Monday, May. 03, 1948
Dear Time-Reader
For five hours one day last week, TIME Inc. Correspondent Thomas Dozier stood by at the funeral of Jorge Eliecer Gaitan, Colombia's Liberal chieftain, whose assassination had touched off Bogota's insurrection. Later, he wired: "Since the shooting ended, life has settled down to trying to cover the Pan American Conference, which is five miles away, get stories written, and still be in the hotel before the 7 p.m. curfew. If you are out after that, you risk being shot first and identified later."
Like the other U.S. and foreign newsmen assigned to cover the Bogota Conference, Dozier had not bargained for an insurrection to boot. Once it was under way, however, he--and they--faced the familiar reporter's problem of how to get their copy out on a big, fast-breaking story in which national security was (or was thought to be) involved.
Most of the correspondents were lunching in their headquarters at the newly rebuilt Hotel Astor, across the street from the presidential palace, when they heard the news of the assault on Gaitan. They expected trouble and, within 30 minutes, got it. The Army took over their hotel as a strong point to defend the palace, and Dozier spent his first beleaguered night trying to sleep while two soldiers banged away at snipers from his bedroom window.
The next day Dozier learned that his story for TIME had been killed in its entirety.
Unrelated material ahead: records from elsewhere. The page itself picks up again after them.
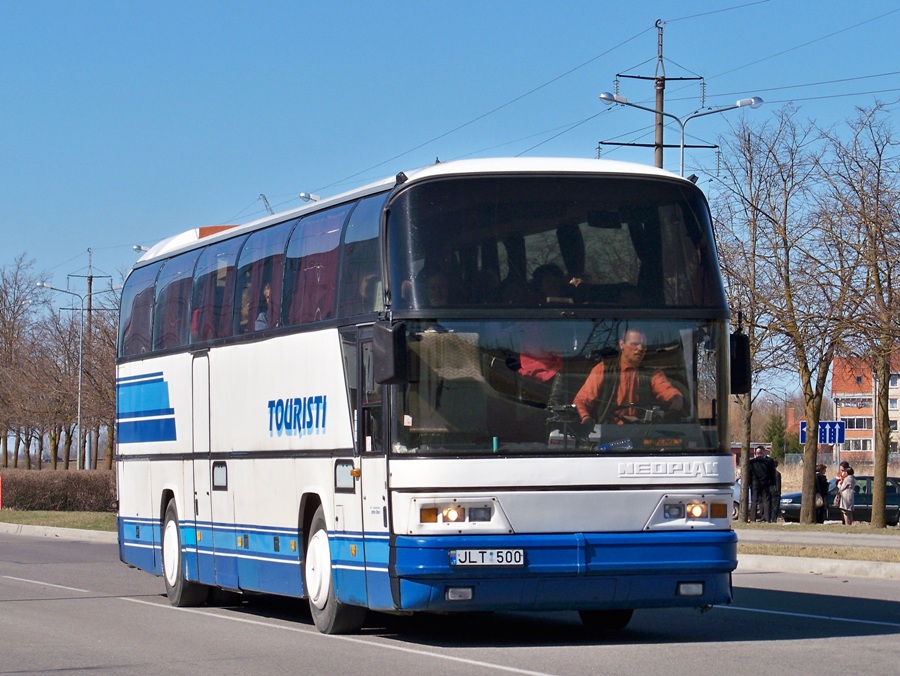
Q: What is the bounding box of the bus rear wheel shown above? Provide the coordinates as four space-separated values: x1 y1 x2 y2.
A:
578 608 634 632
303 506 366 634
162 500 209 608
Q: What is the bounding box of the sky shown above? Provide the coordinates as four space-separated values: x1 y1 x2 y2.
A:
0 0 900 296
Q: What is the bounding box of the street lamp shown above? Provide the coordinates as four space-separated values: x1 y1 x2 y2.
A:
766 392 787 459
600 92 763 176
36 282 116 469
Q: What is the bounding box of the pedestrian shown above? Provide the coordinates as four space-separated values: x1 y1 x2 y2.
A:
816 465 828 523
767 458 781 523
747 446 775 521
837 465 856 526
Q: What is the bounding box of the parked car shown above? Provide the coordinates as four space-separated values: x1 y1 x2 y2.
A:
781 476 900 526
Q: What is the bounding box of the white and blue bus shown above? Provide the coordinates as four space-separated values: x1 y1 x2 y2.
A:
116 159 746 633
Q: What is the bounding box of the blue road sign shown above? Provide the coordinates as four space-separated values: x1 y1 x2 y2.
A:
800 420 847 444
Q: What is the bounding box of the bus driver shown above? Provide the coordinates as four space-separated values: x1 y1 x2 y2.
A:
574 328 684 427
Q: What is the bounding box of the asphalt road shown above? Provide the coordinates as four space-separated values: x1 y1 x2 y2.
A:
0 532 900 676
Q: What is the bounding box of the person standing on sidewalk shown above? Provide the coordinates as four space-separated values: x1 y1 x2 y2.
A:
816 465 828 523
766 457 781 523
837 465 856 526
747 446 775 521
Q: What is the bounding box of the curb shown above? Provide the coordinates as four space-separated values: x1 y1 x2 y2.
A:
736 554 900 580
0 523 900 580
0 523 119 543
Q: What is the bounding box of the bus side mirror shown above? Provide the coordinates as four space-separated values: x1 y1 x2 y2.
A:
729 333 752 394
372 321 407 385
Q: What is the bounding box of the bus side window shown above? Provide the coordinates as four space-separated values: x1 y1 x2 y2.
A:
284 203 355 325
153 250 200 350
338 195 386 317
191 237 246 343
119 263 162 357
235 221 296 333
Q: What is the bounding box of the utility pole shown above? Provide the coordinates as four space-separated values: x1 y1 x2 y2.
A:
69 247 111 469
598 19 716 169
653 19 666 169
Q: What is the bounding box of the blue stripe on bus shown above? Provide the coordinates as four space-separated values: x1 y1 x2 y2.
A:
116 379 170 418
119 517 737 611
116 371 162 385
116 418 176 444
118 408 175 421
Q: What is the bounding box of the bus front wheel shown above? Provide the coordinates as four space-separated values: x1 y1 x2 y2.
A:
578 608 634 632
162 500 209 608
303 506 366 634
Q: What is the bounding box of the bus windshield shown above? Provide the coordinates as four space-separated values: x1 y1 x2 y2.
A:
391 319 727 455
388 174 725 312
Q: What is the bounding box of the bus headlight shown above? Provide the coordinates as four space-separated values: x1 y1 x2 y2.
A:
685 502 708 519
407 497 511 534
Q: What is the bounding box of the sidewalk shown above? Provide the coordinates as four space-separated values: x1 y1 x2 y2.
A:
0 523 119 543
735 526 900 580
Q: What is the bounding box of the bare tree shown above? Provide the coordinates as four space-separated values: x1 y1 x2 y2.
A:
0 254 43 467
821 104 900 528
717 107 854 523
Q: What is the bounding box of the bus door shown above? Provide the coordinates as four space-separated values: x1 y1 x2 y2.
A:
192 350 238 589
343 327 392 608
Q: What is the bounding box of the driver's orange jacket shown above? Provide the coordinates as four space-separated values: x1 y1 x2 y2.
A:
573 361 681 424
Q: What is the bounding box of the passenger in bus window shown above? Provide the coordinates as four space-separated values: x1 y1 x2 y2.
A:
238 286 250 333
574 328 684 429
422 268 450 307
531 263 572 304
253 282 273 331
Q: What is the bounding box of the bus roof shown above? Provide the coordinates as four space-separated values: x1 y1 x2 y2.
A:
134 157 687 268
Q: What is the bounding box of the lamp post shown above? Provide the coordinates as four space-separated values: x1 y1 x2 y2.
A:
600 92 763 176
36 282 116 469
766 391 787 458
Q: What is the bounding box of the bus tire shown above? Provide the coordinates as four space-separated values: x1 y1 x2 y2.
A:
578 608 634 632
303 505 366 634
162 500 209 608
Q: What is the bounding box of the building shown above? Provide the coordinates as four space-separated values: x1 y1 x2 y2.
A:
831 355 900 463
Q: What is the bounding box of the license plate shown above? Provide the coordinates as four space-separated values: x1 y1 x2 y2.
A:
450 549 525 566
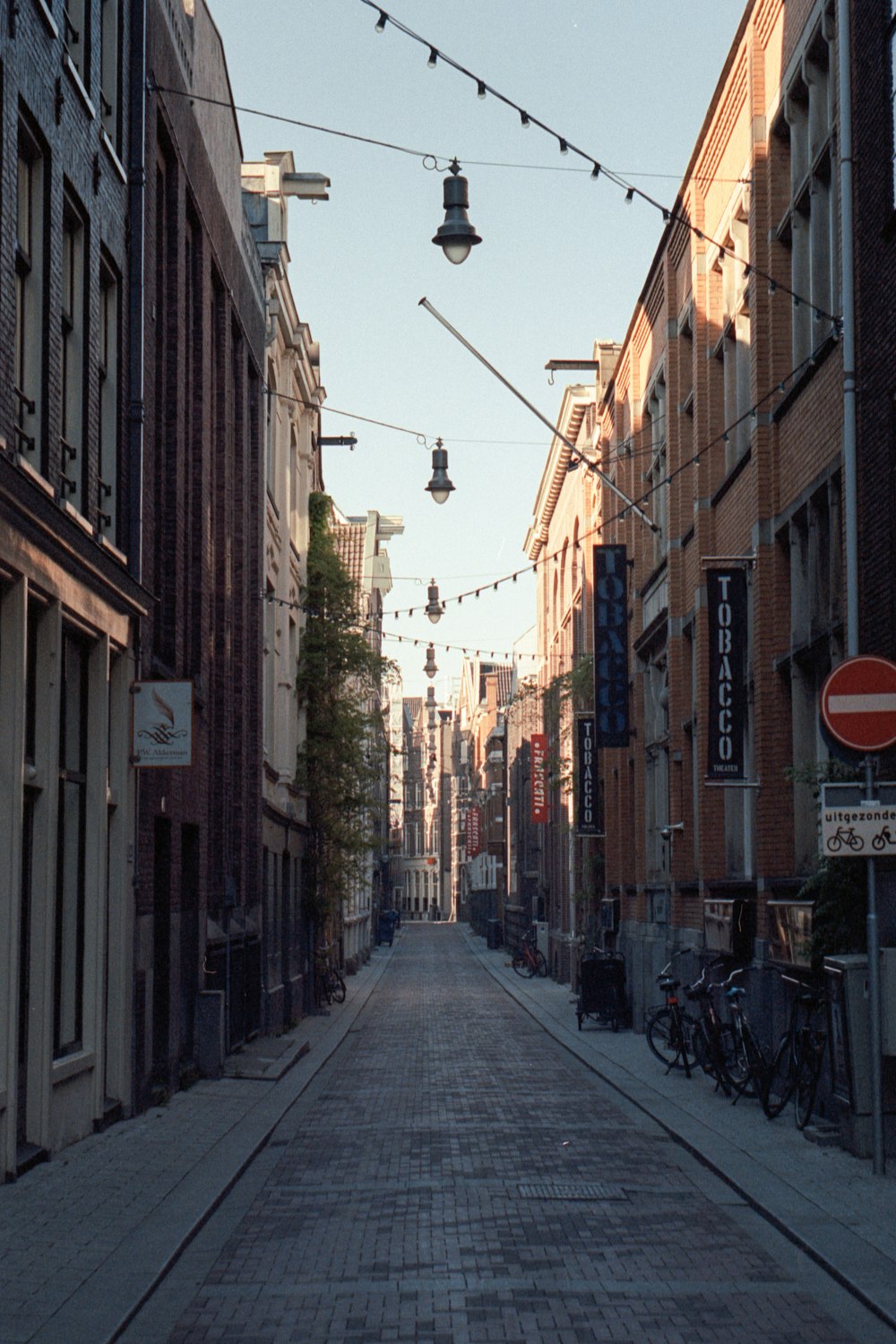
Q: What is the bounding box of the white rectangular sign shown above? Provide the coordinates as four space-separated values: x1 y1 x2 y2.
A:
821 785 896 859
130 682 194 769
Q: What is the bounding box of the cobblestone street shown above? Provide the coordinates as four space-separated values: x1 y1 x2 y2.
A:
124 925 892 1344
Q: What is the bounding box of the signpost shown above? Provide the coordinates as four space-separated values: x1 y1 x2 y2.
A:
820 655 896 1176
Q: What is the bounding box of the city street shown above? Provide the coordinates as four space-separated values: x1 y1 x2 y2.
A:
112 925 893 1344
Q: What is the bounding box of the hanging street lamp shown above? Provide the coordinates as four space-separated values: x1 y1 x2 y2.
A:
433 159 482 266
426 580 442 625
425 438 454 504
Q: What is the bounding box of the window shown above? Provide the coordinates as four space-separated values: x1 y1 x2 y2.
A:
887 0 896 210
62 0 90 89
716 204 753 470
13 125 47 476
643 373 669 564
99 0 121 155
97 258 121 542
59 193 87 513
775 19 837 365
643 648 669 881
778 478 844 873
54 632 90 1058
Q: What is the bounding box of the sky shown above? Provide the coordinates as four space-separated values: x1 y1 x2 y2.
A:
208 0 745 703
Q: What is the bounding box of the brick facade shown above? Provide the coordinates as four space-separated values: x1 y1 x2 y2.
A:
135 0 264 1094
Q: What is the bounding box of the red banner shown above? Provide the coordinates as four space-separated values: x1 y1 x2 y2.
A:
466 806 482 859
530 733 548 825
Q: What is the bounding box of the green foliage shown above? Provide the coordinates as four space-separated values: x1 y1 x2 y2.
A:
799 859 868 970
297 494 388 919
785 758 868 970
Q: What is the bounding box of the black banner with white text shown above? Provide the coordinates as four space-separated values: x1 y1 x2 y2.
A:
576 714 598 836
707 569 747 782
594 546 629 747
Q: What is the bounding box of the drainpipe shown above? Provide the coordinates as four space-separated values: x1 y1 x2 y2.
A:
837 0 887 1176
837 0 858 658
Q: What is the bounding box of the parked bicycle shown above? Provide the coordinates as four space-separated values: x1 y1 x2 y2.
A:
645 948 697 1078
764 975 828 1129
314 960 345 1007
511 929 548 980
685 962 748 1097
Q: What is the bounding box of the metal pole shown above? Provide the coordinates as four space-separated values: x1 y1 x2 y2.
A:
837 0 858 658
866 755 887 1176
418 298 659 532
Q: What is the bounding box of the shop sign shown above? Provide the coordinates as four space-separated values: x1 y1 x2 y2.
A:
707 569 747 782
530 733 549 825
130 682 194 769
466 804 482 860
576 714 598 836
594 546 629 747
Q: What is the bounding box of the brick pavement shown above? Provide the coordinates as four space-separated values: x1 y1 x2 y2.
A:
0 925 896 1344
124 925 893 1344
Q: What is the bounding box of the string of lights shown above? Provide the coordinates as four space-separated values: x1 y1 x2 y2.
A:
151 83 750 185
261 330 837 640
361 0 841 325
383 330 837 621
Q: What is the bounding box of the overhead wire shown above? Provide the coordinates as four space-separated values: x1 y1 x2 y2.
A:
361 0 842 324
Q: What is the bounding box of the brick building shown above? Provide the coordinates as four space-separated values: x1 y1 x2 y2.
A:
526 0 859 1043
134 0 264 1097
0 0 148 1175
242 152 329 1034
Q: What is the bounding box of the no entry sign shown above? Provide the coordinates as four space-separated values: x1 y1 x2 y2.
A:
821 655 896 752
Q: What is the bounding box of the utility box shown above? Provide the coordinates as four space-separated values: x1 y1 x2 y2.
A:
196 989 224 1078
825 948 896 1158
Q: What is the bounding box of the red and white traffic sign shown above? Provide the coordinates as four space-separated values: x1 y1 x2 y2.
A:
821 653 896 752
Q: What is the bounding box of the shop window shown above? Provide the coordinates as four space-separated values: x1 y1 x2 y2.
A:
54 632 90 1058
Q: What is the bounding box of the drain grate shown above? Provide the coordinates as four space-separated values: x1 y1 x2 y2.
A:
517 1182 629 1201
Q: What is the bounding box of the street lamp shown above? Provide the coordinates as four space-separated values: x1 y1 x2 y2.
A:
425 438 454 504
433 159 482 266
426 580 442 625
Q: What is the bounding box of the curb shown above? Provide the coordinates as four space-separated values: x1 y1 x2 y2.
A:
30 949 392 1344
468 933 896 1331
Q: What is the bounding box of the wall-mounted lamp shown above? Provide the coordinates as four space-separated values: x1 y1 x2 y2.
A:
659 822 685 840
433 159 482 266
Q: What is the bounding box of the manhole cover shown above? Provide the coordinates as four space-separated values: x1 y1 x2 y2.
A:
517 1182 629 1201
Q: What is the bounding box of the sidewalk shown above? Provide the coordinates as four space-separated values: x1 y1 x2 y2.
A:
468 935 896 1330
0 935 401 1344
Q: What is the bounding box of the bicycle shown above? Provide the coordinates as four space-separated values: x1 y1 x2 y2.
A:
766 975 828 1129
645 948 697 1078
685 962 747 1097
511 929 548 980
828 827 863 854
314 961 345 1005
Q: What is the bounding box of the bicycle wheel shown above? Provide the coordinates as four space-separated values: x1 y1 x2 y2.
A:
762 1032 797 1120
645 1008 692 1069
794 1039 825 1129
728 1021 766 1101
511 949 533 980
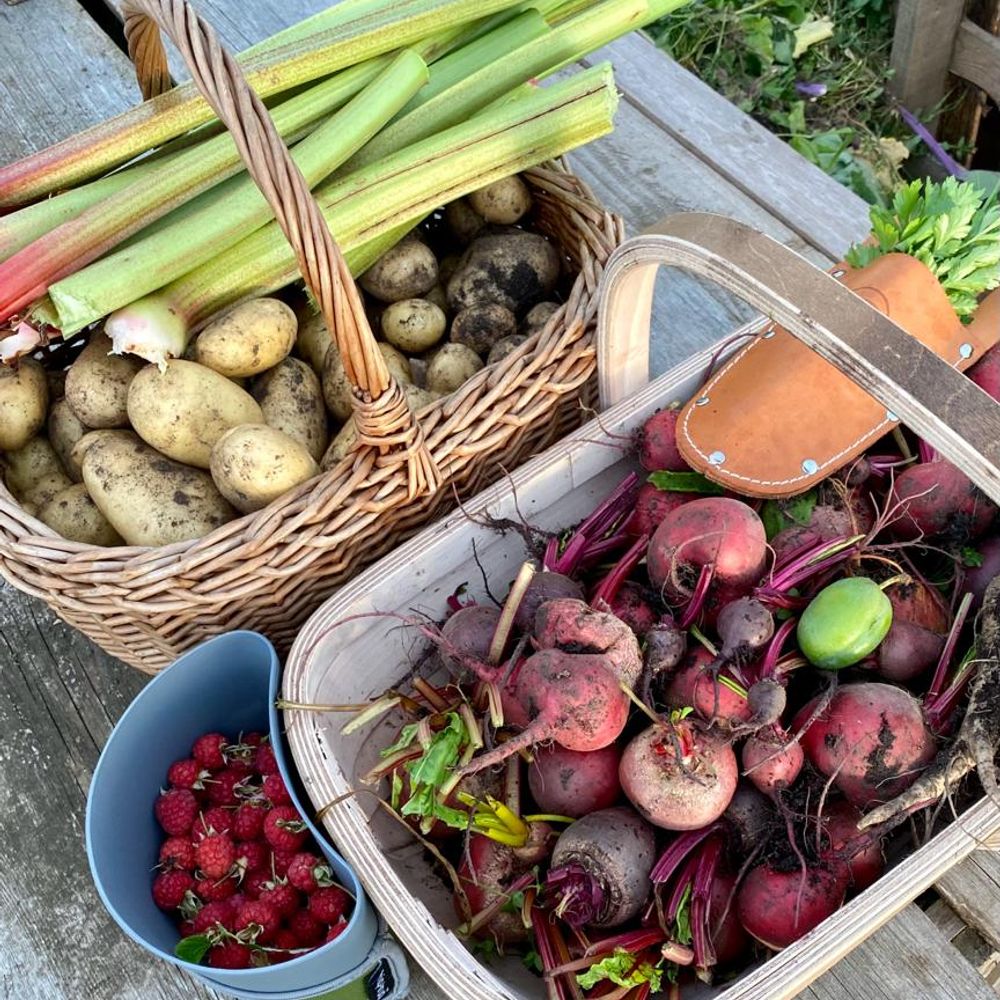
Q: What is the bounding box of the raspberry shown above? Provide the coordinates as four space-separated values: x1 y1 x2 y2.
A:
264 774 292 806
194 833 236 879
230 802 267 840
254 743 278 777
236 899 281 944
326 920 347 944
153 871 195 910
208 938 252 969
153 788 198 837
194 899 236 934
288 910 326 948
236 840 271 878
194 806 233 838
264 806 309 851
191 733 229 771
160 837 195 872
309 885 350 924
194 878 236 903
260 882 302 917
288 851 333 892
208 767 250 806
167 758 211 791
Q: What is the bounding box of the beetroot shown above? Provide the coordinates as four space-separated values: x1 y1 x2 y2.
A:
533 598 642 687
890 459 996 544
792 683 936 809
646 497 767 623
528 744 622 819
618 720 738 830
545 806 656 927
638 409 689 472
736 864 848 951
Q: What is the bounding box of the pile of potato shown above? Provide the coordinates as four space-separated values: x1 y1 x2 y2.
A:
0 176 563 546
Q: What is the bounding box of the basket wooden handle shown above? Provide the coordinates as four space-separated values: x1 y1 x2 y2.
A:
122 0 440 498
597 212 1000 503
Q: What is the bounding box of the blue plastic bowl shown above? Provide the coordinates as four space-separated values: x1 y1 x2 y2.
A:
86 632 378 997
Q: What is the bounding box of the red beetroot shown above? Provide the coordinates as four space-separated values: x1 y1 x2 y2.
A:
736 864 848 951
646 497 767 623
618 720 738 830
638 409 690 472
792 683 936 809
890 459 996 543
528 743 622 819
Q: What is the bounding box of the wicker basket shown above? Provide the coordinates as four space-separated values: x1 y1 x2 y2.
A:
0 0 623 672
283 216 1000 1000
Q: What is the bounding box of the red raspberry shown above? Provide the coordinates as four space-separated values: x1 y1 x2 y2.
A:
208 938 253 969
270 851 298 878
208 767 251 806
254 743 278 777
264 774 292 806
288 851 333 892
191 733 229 771
288 910 326 948
264 806 309 851
236 840 271 878
153 871 195 910
236 899 281 944
194 806 233 839
230 802 267 840
326 920 347 943
194 833 236 879
153 788 198 837
194 878 236 903
260 882 302 917
194 899 236 934
160 837 195 872
167 758 211 791
309 885 351 924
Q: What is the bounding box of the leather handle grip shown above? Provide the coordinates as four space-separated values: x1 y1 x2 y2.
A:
597 213 1000 503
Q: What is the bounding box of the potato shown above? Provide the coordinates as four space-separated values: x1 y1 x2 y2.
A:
448 302 517 357
127 359 264 468
319 385 438 472
323 341 413 420
66 333 148 429
83 434 236 545
469 180 531 226
358 238 438 302
448 231 560 314
0 358 49 451
295 309 333 375
211 424 319 514
427 344 483 396
444 198 486 247
48 399 90 483
252 358 330 462
194 298 298 378
486 333 528 365
0 435 72 507
382 299 448 354
38 483 123 545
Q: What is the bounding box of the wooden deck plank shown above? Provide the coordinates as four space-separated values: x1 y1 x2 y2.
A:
800 904 996 1000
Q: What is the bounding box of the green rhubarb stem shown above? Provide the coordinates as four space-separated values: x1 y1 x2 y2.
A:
49 50 428 342
106 63 618 350
0 57 388 323
0 0 528 207
341 0 647 174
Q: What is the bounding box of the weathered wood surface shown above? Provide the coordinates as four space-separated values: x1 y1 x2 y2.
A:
0 0 952 1000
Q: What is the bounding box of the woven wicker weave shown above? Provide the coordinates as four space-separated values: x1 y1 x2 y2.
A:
0 0 623 672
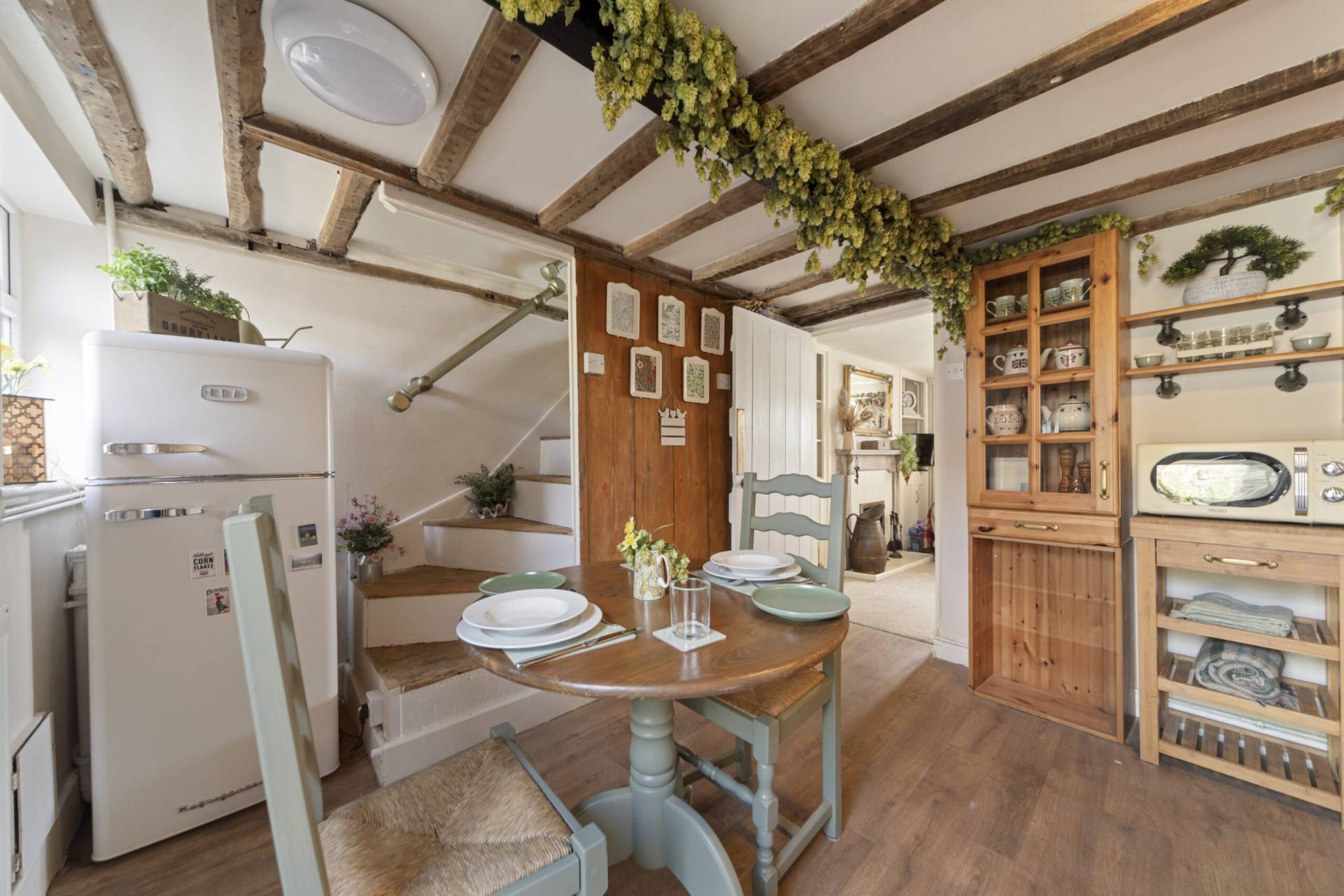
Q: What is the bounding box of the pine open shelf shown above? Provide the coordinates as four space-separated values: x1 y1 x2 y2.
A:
1121 279 1344 327
1125 346 1344 379
1157 598 1340 660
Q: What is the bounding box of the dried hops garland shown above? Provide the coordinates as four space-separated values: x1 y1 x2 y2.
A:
500 0 973 343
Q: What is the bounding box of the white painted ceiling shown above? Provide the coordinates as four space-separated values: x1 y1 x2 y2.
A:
0 0 1344 306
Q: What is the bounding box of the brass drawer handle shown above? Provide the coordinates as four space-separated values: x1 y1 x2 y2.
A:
1204 553 1278 569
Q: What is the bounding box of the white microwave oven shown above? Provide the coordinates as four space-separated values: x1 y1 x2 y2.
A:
1134 439 1344 525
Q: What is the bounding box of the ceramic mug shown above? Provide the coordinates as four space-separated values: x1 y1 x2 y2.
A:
989 296 1017 317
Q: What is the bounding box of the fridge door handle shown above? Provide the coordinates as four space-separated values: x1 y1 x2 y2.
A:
102 508 206 522
102 442 206 454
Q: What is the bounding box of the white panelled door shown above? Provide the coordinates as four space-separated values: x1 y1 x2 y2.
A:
728 308 825 563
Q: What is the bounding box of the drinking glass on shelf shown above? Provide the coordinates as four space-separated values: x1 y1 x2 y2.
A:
672 579 709 641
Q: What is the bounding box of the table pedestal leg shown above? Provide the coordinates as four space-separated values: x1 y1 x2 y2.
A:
574 700 742 896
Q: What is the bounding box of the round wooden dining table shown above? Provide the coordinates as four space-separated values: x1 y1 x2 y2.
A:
467 562 849 896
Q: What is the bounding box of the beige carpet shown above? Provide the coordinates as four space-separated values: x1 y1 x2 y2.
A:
844 562 937 643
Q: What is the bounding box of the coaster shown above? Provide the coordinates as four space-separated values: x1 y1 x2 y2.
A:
653 626 728 653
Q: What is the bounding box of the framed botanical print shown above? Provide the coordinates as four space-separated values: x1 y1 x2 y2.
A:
700 308 723 355
606 283 639 339
681 357 709 404
658 296 686 346
844 364 893 436
630 346 663 399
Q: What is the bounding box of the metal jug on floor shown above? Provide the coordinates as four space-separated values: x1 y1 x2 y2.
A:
845 506 887 575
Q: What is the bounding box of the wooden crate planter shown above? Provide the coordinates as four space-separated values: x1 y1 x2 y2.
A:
0 395 47 485
113 292 241 343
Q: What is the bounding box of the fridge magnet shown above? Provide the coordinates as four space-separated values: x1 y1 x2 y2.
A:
606 283 639 339
681 357 709 404
630 346 663 399
206 584 234 617
700 308 724 355
289 552 323 572
191 550 219 582
658 411 686 445
658 296 686 346
295 522 317 548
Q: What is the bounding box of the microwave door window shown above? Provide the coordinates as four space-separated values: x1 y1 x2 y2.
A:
1152 451 1293 508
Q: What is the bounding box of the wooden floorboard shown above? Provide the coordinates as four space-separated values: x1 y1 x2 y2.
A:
50 626 1344 896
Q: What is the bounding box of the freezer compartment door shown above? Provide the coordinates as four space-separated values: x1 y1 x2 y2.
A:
85 333 332 480
86 480 337 860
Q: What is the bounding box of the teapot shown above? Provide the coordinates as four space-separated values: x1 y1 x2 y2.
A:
1055 395 1091 432
1040 340 1087 371
993 343 1028 376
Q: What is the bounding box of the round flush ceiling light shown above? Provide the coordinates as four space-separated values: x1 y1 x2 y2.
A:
270 0 438 125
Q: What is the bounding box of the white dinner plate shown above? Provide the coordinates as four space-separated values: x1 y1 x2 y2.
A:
457 603 602 650
709 550 793 572
705 560 802 582
462 588 587 633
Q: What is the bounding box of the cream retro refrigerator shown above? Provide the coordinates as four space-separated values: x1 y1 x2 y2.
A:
83 332 337 860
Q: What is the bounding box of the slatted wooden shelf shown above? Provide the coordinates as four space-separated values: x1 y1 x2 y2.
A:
1157 598 1340 660
1157 653 1340 736
1121 279 1344 327
1125 346 1344 379
1157 709 1340 810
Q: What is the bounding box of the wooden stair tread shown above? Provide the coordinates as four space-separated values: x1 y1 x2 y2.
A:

The Government had imposed a tight censorship on all communications--except for unaccountable slip-ups like Correspondent Mac Johnson's prearranged daily telephone call from his paper, the New York Herald Tribune. The call came through on schedule the first night of the insurrection and, with Dozier holding a candle for him to read by, Johnson got off a first-person account before the error was discovered.
Arrangements were made through the U.S. embassy to cable out a short pooled story every few hours, to which all the correspondents contributed, but pooled stories are highly unsatisfactory to reporters who want to write their own copy. To try to rectify the situation, the Chicago Tribune's strongwilled Jules Dubois "took his life in his hands" and barged across the street to the palace amid the rifle fire, demanding to see President Ospina about the communications blackout. He failed to see Ospina, but he did return with the news that dispatches would be accepted--subject to censorship.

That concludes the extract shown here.